Современный немецкий историк Андреас Каппелер выражается осторожно: «Сохранение империи стало после падения крепостного права самоцелью, главной задачей русской политической жизни». А я спрошу: если это не патриотическая истерия, то как бы вы это назвали? Мы еще увидим, сколько напридумывали умные люди в России оправданий этому внезапному припадку убийственной национальной ненависти. Сейчас мне важно показать, что возмущение императора разделяла практически вся страна.

В адрес царя посыпались бесчисленные послания — от дворянских собраний и городских дум, от Московского и Харьковского университетов, от сибирских купцов, от крестьян и старообрядцев, от московского митрополита Филарета, благословившего от имени православной церкви то, что Герцен назвал «убиением целого народа». Впервые с 1856 года Александр II вновь стал любимцем России.

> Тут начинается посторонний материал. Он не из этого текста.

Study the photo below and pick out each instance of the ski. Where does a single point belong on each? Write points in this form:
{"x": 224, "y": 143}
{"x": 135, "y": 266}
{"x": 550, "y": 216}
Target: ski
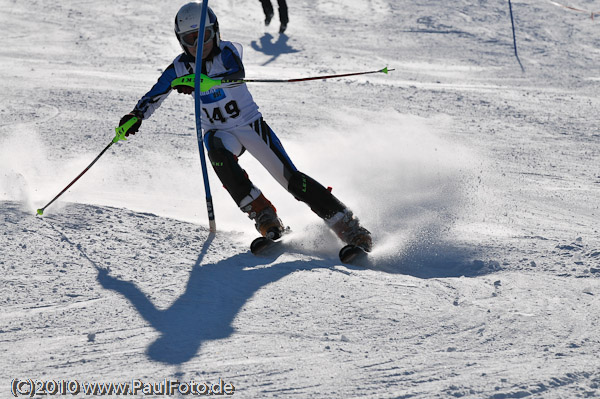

Между тем Герцен был прав: речь шла именно об убиении народа. Даже в 1831 году, при Николае, расправа после подавления предыдущего польского восстания не была столь крутой. Да, растоптали тогда международные обязательства России, отняв у Польши конституцию, дарованную ей Александром I по решению Венского конгресса. Да, Николай публично грозился стереть Варшаву с лица земли и навсегда оставить это место пустым. Но ведь не стер же. Даже польские библиотеки не запретил. Нет, при царе-освободителе происходило нечто совсем иное.

Родной язык был в Польше запрещен, даже в начальных школах детей учили по-русски. Национальная церковь была уничтожена, ее имущество конфисковано, монастыри закрыты, епископы уволены. Если Николай истреблял лишь институты и символы польской автономии, то при царе-освободителе — в полном согласии с предписанием Каткова, поставившего, как мы помним, отношения с Польшей в плоскость жизни и смерти, — целились в самое сердце польской культуры, в ее язык и веру.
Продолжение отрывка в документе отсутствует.